I’m trying to make sense of a diagnosis that came up during the Stress Eco test that they did for me nearly two weeks ago. I experienced tachycardia following the test with a heart rate peaking at 184 before they got it stopped. Then, the pressure in my pulmonary artery at 51. The pressure being high in the pulmonary artery is the part that I’m concerned about. This is called Pulmonary Hypertension and if left unchecked it continues to worsen and eventually cause right-sided heart failure. The GOOD news is that I have no heart involvement, now. As a chiropractor, I am wired for prevention. I am just learning about these two conditions and am motivated to learn how best to live in a positive way with them. I’m hoping that my blog will help others deal with this, too.
If this is happening to you, you’ll be frustrated like I am that pulmonary hypertension involves both the heart and the lungs, can be caused by many things or caused by nothing they can put their finger on. Unless inherited, I personally believe that there is always a cause and that unless that cause is unchangeable, treat the root of the illness to slow or stop the progression. THAT IS the preventative mind-set and the philosophy chiropractic. Remove all the reasons to be ill and focus on all the reasons to be well. In most illnesses, the body will take care of itself. Living with this philosophy may not keep me from being sick. It may not keep my illness from progressing. But, I am truly convinced that I will live longer and happier if I hold onto this value and people around me will be happier and less effected by what is happening to ME if I keep a positive and wellness oriented outlook.
My husband, an MD, is forever griping about the dependence the medical profession has fostered in patients on doctors. That everyone is geared to run for answers and take no responsibility for themselves and the outcome of their illness. I completely agree with him. I am reading everything I can about this problem and using that information to plan for my life. But, be careful. Some of what you may read is quite disturbing and could cause a terrible little panic or sadness. Let this troublesome information punctuate the fact that this IS serious. You don’t have a choice whether to live differently or not. You HAVE to accept some limitations and do some special things for yourself, now. That may go against everything you believe. Maybe you’re a hard worker and take care of everyone around you. Maybe you never focus on your health and live like there’s no tomorrow. The first step to changing anything is accepting the fact that you have to change. Accept that with a shrug and then say to yourself, “OK, what needs to change? Let’s get on with it!”.
When reading all that material, don’t focus on the worst. Focus instead, on the fact that YOU are among the unusual outcomes. YOU are not average and YOU will survive long past what’s expected and with a smile on your face. You’ll cry and be angry some days. But, with God’s help and the understanding of those around you, you will LIVE and live well.
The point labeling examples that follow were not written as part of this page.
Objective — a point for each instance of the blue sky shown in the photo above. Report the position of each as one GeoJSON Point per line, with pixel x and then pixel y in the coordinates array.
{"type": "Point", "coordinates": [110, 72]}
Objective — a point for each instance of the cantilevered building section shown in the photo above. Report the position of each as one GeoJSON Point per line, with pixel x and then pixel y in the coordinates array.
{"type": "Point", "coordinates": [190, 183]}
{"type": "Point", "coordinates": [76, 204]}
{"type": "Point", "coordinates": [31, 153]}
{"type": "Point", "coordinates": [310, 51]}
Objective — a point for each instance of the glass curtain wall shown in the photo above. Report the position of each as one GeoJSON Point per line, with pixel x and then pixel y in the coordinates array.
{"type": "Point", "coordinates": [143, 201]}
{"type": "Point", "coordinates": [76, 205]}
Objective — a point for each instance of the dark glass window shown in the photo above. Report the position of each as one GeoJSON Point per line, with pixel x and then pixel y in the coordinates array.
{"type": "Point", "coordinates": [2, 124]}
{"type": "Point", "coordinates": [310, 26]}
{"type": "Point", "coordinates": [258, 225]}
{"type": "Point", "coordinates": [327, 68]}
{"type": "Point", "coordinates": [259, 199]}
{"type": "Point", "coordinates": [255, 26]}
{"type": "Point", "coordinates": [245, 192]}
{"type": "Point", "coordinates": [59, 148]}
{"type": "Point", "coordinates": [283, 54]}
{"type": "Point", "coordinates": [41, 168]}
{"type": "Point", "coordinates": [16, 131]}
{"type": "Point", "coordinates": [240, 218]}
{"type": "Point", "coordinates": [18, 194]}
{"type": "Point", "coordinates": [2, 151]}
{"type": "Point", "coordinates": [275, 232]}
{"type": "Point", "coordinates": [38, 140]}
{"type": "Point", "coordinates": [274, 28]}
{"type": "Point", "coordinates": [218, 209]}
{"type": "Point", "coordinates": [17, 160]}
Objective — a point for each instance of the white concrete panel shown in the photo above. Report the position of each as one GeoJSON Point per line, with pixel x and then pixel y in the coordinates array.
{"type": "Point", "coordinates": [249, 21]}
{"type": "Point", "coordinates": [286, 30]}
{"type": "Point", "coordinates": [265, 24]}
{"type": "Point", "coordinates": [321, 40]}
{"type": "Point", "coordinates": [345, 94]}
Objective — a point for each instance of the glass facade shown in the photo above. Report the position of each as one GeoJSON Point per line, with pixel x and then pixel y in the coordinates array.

I’m at that stage of reading everything I can find on the Internet and ask of any doctor. Read it all, ask it all and you’ll recognize when someone has published or says something that isn’t correct. There is MIS-information out there. No one monitors the Internet for correctness and not every doctor knows what they’re talking about. Read the sites that are obviously published by reputable clinics like the Mayo Clinic or the Cleveland Clinic and Wikapedia. Then branch out and read things like MY posts that will come as I uncover more information and how to positively live my life.
I hope if you follow my blogs, YOU too will live more positively with this disease. The next blog will tell you the first in my personal plan of attach. In the meantime, Remember to pray…and stay positive! You are not defeated!
Thanks Dr. Mary. My daughter was diagnosed with pulmonary hypertension as well. There is so much negative information out there that it’s easy to give up and be depressed. She’s only 23.
Dear Paula, You are so right about the negative information out there. That’s why I wanted to write some things to encourage people. There are worse things to live with, but you wouldn’t know it from most of what you read. I’m sorry that you are facing this with your daughter. What I’m finding is that there is a lot of misdiagnosis of this condition. I don’t know her particulars, but hang in there and possibly it will regress or turn into something else. Mine turned out to be a false positive on the testing because I was having tachycardia that they later found and then took care of mostly with an ablation. I still have bouts of shortness of breath, but after two years I’m feeling better than for years before. It’s very important that she not get discouraged and keep doing what she can and with a smile. Exercise at least every day, starting very slowly and working up to doing more will give her the best prognosis. Look up exercising with Pulmonary Hypertension. From what I found with others and with what I read was that you begin moving as slowly as you need to to try and not be breathless. If you get out of breath, stop until you can breath normally again and then exercise a little more. It’s important not to push it, but to keep after it every day. I really think that keeping a positive attitude, finding purpose and things you CAN do without a lot of struggle, and prayer are her most valuable tools. She can send me a message if she’d like to be in touch with someone. God Bless you.